The configuration of hosts and containers as data sources can be made quickly ad-hoc or comprehensively elaborated. Saved configuration profiles allow you to reuse your specific setup and share it with other Retrospective users. All saved configuration is encrypted.

Bookmarks

A search or monitor window can be saved as a bookmark. The bookmark includes the sources configuration and the search criteria that you may have built on top of it.

Status and History Views

The History view allows viewing the search criteria of the previously triggered search actions and opening a search tab with exactly the same search criteria.

The Status view allows viewing of the application status information stored in Retrospective log file.

Parallel and multi-window desktop app

Retrospective is a multi-window desktop application for Windows, Mac and Linux. Search/Monitor windows are managed with simple tabs and can be “exploded” into individual windows that are intelligently distributed amongst your available screens.

A windows view setup can be stored and reused later.

Autofind (automatic detection)

When selecting new log data sources, encoding, log entry separation and timestamp pattern is automatically detected. The detection result and any problems and their cause are reported and the user is advised on how to rectify them.

Manual configuration

The automatically detected encoding, log entry separation and timestamp pattern can be manually corrected or fine-tuned within a series of wizard pages.

Custom Columns

During Autofind, Retrospective also detects recurring name-value pairs through regex statements and lets you assign them to custom columns.

Beside name-value pairs, any custom regex statement can be created to split log data into custom columns. For pre-structured log data, separators (e.g. a semicolon) can be used to split log data in multiple columns.

Custom columns may also be based on fixed position fields.

Locally Filtering

The collected data can be locally filtered with the feature rich Retrospective Query Language (RQL) using all pre-defined columns and custom columns. A query consists of one or multiple terms and groups. Terms and groups can be combined with Boolean operators to form a more complex query. Individual columns may be combined with an operator (=, <, <=, >, >=) and the term you are looking for.

Log Level Definitions

REtrospective lets you define individual log level definitions. Every such definition specifies how individual log entries shall be interpreted by Retrospective in order to find/extract the appropriate log level. It also contains information on how log entries with an assigned log level shall be displayed in the result table.

Highlighting and Sorting

XML markup and JSON structures in the collected log data are auto-formatted for an easy clipboard copy.

In addition to a fast local search term highlighting, Retrospective has automatic coloring of log levels and can be extended with custom log level definitions and color schemas based on name-value pairs and custom regex statements.

Export

The tabularized data can be exported from the Retrospective result view as text, comma-separated (CSV), Microsoft Excel or JSON for further analysis in other software.
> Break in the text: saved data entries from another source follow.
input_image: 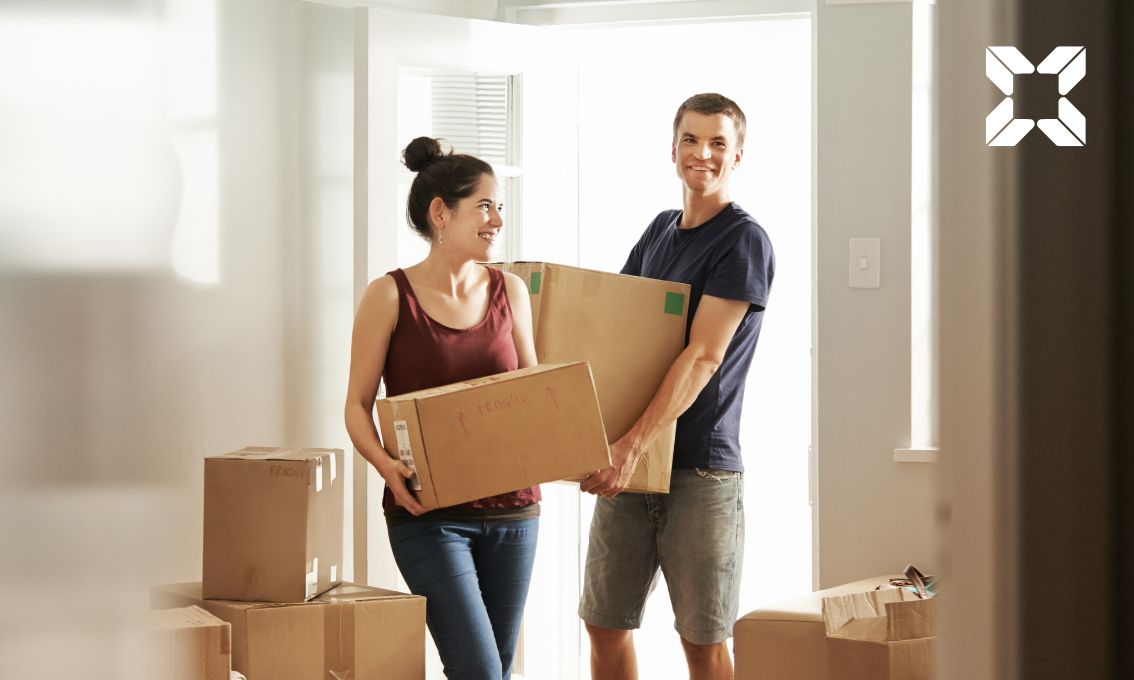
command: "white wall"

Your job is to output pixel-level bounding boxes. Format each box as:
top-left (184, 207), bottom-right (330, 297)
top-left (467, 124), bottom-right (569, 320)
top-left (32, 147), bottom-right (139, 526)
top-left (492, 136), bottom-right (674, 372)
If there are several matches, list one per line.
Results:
top-left (814, 0), bottom-right (938, 588)
top-left (0, 1), bottom-right (352, 676)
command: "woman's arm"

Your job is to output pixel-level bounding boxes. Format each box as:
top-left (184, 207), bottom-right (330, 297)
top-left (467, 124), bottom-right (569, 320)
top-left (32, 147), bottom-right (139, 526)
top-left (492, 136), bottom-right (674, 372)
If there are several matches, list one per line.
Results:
top-left (503, 271), bottom-right (538, 369)
top-left (344, 275), bottom-right (427, 515)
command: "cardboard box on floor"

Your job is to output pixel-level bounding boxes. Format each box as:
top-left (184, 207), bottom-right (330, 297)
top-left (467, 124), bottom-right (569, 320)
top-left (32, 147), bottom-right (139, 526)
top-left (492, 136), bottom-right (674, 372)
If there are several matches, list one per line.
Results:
top-left (490, 262), bottom-right (690, 493)
top-left (149, 605), bottom-right (231, 680)
top-left (823, 588), bottom-right (937, 680)
top-left (203, 447), bottom-right (344, 603)
top-left (375, 362), bottom-right (610, 510)
top-left (152, 582), bottom-right (426, 680)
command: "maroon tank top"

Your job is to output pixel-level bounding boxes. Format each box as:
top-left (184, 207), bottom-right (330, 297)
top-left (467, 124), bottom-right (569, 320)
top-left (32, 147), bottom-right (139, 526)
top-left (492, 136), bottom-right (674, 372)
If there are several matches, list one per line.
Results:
top-left (382, 266), bottom-right (541, 515)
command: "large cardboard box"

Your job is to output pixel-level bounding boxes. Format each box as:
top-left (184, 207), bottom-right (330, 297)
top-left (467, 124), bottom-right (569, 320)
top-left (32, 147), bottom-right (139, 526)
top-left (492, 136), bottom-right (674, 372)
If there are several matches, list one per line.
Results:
top-left (491, 262), bottom-right (689, 492)
top-left (152, 582), bottom-right (426, 680)
top-left (203, 447), bottom-right (344, 603)
top-left (149, 605), bottom-right (232, 680)
top-left (375, 362), bottom-right (610, 510)
top-left (823, 589), bottom-right (937, 680)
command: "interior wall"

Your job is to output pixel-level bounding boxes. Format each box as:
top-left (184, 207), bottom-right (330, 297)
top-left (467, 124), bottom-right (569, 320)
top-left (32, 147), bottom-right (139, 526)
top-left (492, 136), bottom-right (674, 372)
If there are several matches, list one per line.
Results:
top-left (0, 1), bottom-right (345, 676)
top-left (814, 0), bottom-right (938, 588)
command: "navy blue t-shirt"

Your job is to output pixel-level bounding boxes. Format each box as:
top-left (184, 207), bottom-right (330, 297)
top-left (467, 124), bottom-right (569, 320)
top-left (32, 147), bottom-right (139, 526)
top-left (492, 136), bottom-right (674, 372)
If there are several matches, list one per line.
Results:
top-left (621, 202), bottom-right (774, 473)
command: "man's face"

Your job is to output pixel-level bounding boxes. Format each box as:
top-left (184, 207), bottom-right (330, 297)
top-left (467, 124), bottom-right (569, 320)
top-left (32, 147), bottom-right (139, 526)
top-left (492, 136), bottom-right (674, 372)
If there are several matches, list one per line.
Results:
top-left (671, 111), bottom-right (743, 196)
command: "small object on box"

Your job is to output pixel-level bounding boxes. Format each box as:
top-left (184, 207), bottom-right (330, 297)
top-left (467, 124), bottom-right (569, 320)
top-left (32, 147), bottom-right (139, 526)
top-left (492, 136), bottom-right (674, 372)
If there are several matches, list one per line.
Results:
top-left (882, 564), bottom-right (937, 598)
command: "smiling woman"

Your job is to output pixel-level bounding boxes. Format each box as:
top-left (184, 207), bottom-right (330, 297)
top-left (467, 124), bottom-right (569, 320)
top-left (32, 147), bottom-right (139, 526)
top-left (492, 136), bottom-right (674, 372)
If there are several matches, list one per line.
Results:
top-left (344, 135), bottom-right (542, 679)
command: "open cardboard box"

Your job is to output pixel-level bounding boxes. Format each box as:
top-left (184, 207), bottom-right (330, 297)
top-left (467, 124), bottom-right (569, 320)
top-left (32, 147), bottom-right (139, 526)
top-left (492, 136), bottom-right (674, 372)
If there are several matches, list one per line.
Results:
top-left (823, 588), bottom-right (937, 680)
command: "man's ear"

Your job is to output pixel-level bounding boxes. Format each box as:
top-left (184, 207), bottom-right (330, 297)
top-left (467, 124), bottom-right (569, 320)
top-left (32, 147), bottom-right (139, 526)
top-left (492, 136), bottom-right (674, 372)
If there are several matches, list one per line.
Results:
top-left (671, 144), bottom-right (677, 164)
top-left (733, 146), bottom-right (744, 169)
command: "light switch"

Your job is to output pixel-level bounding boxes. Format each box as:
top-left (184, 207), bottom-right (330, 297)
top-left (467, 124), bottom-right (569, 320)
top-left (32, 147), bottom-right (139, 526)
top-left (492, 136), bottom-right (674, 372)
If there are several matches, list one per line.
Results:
top-left (849, 238), bottom-right (880, 288)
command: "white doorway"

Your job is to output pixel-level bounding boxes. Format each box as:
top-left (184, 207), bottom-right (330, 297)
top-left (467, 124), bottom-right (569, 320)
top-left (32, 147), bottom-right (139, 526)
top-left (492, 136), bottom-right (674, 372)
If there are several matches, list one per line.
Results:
top-left (354, 7), bottom-right (814, 679)
top-left (567, 17), bottom-right (814, 678)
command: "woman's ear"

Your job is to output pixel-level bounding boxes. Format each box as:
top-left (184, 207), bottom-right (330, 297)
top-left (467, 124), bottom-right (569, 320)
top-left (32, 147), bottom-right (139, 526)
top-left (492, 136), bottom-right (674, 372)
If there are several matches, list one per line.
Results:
top-left (429, 196), bottom-right (448, 232)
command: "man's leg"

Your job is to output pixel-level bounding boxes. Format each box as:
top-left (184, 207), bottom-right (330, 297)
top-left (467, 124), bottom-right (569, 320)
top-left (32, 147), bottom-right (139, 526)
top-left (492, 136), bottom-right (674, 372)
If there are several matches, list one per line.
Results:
top-left (657, 468), bottom-right (745, 680)
top-left (586, 623), bottom-right (638, 680)
top-left (680, 638), bottom-right (733, 680)
top-left (579, 494), bottom-right (661, 680)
It is also possible to export to the online data visualization tool Koia.

Further Data Visualization

Koia is an angular-based, open-source web application which was developed to analyze and visualize log data collected from Retrospective.

In Koia, the data can be be refined and displayed as charts, relationship graphs, summary or pivot tables. A variety of chart types are offered such as: Pie charts, donut charts, bar charts, line charts, area charts, scatter charts and sunburst charts.

Besides simply visualizing data, Koia also features time and value filters to present a closer look at diagrams and the numbers behind them.